The man crumpled up the paper and threw it behind him. ‘Nope.’
‘Good,’ said Tozer. Then, more quietly to Breen, ‘Why didn’t she tell us about this earlier?’
‘She thought he might have escaped to Spain or somewhere. He’d been talking about it. If he had, she didn’t want us investigating his disappearance.’
‘So why is Johnny Knight dead? If he is.’
‘Perhaps they were worried he would spill the beans.’ He pulled out a notebook and showed her the name of the building contractors Prosser was working for. ‘Morton
, Stiles and Prentice.’ Breen said, ‘Big company. They do loads of stuff. My dad worked for them.’
‘Really?’
‘He worked for a few in his time.’
‘What if there were people on the council who were getting kickbacks too, to turn a blind eye?’
Breen nodded. ‘Yes.’
Tozer said, ‘So he did this cheating thing even though he said he didn’t want to? And he took the money anyway?’
‘Yes.’
‘I know his sort. So what about Michael Prosser? They kill him too?’
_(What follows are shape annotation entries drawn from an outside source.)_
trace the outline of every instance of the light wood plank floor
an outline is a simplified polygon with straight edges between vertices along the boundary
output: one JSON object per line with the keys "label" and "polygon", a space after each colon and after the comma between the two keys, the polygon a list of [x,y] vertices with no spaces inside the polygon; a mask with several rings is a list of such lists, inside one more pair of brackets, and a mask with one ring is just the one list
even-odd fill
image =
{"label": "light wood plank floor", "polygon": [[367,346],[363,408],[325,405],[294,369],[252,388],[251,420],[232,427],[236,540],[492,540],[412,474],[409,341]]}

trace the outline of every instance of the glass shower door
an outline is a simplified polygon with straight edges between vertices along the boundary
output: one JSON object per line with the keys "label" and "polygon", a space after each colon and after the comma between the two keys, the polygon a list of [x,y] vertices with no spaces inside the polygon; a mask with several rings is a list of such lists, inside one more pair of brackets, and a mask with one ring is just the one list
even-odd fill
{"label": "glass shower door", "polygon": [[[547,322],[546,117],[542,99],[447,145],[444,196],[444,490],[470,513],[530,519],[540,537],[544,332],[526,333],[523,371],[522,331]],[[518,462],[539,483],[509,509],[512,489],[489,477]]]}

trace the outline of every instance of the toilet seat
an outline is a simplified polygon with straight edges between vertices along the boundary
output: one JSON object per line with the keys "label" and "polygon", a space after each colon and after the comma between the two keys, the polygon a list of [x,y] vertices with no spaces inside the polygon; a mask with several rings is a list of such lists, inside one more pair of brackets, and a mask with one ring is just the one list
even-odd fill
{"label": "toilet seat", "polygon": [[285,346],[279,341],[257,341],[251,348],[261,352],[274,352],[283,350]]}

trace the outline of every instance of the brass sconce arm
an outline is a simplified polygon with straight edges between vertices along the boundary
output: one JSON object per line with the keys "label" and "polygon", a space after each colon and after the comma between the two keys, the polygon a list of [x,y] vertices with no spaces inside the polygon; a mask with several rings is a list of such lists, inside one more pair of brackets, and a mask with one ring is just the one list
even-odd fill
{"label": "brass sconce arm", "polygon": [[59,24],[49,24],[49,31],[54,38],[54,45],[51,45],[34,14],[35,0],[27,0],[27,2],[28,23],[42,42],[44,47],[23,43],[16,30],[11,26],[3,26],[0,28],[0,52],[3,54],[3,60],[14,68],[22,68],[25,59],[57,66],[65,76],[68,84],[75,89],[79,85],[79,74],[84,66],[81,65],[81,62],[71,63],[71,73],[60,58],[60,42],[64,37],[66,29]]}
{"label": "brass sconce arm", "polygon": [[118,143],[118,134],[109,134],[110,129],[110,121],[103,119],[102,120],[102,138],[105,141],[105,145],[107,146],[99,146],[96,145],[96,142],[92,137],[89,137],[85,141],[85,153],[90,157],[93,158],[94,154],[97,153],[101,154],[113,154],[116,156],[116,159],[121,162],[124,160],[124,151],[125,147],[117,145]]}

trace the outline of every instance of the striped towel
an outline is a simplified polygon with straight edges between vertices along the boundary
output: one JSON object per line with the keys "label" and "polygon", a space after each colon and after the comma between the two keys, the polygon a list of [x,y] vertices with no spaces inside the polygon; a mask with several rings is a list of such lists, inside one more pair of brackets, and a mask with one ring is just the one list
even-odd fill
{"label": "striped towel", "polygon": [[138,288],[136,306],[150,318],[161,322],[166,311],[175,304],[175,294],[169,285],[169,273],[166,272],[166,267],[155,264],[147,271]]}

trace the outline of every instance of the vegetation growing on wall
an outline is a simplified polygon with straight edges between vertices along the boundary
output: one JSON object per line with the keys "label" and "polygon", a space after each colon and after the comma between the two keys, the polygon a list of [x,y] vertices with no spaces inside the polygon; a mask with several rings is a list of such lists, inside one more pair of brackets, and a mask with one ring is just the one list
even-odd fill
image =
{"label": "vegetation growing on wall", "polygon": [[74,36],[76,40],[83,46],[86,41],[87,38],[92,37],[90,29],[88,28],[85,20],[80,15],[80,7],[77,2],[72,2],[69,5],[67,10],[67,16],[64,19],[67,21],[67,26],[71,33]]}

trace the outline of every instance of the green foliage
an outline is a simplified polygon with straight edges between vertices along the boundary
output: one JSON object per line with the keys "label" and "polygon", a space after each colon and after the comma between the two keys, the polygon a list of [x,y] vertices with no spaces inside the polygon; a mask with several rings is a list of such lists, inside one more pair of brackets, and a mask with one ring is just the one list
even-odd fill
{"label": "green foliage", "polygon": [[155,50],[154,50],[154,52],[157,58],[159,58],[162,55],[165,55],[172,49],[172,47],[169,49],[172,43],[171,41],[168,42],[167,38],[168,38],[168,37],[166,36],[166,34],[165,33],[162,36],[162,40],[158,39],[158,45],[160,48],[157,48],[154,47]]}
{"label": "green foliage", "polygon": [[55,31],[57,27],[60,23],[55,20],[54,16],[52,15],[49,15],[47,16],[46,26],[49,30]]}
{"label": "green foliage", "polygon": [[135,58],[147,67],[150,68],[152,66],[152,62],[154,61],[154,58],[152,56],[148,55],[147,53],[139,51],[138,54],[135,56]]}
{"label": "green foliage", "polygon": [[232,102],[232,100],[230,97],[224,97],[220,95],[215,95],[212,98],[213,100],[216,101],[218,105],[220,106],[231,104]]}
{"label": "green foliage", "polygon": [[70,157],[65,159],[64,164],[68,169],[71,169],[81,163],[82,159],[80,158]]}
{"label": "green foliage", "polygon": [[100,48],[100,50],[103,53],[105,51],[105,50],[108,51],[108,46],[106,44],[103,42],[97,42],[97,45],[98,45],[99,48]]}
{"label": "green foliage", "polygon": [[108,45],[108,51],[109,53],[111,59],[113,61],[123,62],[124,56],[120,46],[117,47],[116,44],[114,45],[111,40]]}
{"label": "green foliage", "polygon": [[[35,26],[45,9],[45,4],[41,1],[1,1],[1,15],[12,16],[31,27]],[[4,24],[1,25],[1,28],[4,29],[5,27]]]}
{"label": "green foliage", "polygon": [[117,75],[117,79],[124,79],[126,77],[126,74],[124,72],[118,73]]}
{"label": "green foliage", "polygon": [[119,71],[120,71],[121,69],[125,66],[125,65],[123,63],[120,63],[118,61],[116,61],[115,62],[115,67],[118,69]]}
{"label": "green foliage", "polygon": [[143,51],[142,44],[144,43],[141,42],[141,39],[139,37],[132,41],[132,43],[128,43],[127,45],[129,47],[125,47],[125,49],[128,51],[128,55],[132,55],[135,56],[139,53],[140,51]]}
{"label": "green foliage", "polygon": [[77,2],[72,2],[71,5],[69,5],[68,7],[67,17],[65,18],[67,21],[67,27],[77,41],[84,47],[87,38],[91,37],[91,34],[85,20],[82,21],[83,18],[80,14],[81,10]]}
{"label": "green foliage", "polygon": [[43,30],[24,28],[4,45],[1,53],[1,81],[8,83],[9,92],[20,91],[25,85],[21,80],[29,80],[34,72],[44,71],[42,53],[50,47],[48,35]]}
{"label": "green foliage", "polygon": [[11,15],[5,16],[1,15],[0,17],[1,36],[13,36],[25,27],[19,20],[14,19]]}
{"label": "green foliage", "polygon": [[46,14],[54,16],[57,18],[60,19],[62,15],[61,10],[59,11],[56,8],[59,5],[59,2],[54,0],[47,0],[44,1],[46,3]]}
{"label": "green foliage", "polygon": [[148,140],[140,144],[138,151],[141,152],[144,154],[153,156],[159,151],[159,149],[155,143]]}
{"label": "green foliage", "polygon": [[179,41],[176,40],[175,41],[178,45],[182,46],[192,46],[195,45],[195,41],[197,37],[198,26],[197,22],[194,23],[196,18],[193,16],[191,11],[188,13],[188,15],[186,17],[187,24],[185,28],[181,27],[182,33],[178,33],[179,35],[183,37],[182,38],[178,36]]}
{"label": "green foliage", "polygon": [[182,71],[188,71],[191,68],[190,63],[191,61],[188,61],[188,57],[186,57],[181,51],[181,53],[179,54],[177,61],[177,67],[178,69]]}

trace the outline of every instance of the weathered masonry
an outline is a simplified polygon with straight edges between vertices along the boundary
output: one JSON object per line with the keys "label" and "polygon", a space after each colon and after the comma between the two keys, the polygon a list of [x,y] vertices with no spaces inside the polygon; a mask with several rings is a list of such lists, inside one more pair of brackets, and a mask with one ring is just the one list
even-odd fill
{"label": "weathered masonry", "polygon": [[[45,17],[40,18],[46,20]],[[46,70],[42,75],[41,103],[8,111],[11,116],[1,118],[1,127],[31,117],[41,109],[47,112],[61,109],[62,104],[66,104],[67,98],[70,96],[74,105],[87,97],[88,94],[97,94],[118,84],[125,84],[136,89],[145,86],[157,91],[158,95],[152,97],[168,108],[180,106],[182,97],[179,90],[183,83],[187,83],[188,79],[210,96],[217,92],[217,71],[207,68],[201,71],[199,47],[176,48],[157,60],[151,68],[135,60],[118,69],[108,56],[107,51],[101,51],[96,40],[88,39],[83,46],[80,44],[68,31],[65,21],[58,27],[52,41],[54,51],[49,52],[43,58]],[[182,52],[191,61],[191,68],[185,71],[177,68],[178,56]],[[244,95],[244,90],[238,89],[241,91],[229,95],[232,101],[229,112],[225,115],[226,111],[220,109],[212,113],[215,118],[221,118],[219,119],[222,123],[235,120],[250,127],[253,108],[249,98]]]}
‘I don’t know,’ said Breen.
She was thinking it through. ‘Johnny Knight had gone to Michael Prosser because he wanted to come clean. They both knew about this scam and they’re both dead.’
‘Maybe they killed them just because they knew about it. Whoever they are.’
‘Maybe.’
‘No wonder she’s scared shitty,’ said Tozer. ‘’Cause they must know she knew too. And they killed her brother and her ex.’
‘Precisely.’
‘Poor cow,’ said Tozer. ‘What’s she going to do?’
‘I told her to stay put. I told her we wouldn’t tell anyone where she was.’
‘Did she believe you?’
Breen looked out of the window. It was black outside now. Only the occasional lights of a farmhouse or a ship in the estuary.
He asked, ‘What about the boy? Charlie?’
‘He’s all right. Just have to figure out what he’s trying to say, that’s all. He ate ice cream just like any other ten-year-old. You still going to the party?’
‘Oh,’ said Breen. ‘The Christmas party? I don’t know.’
‘I bought the ticket. Might as well go. There’ll be food, won’t there? I’m ruddy starving.’
He said, ‘Must be hard for her, all alone.’
‘You fancy her, don’t you?’
‘I feel sorry for her, that’s all.’
‘Vulnerable woman – brings out all your instincts, don’t it?’
‘Lay off,’ said Breen.
‘One thing. Why did she run off like that?’ asked Tozer.
The window of the carriage suddenly thumped. Lighted windows shot past. Another train passing. ‘Like you said,’ said Breen. ‘She’s scared. She heard someone was following her.’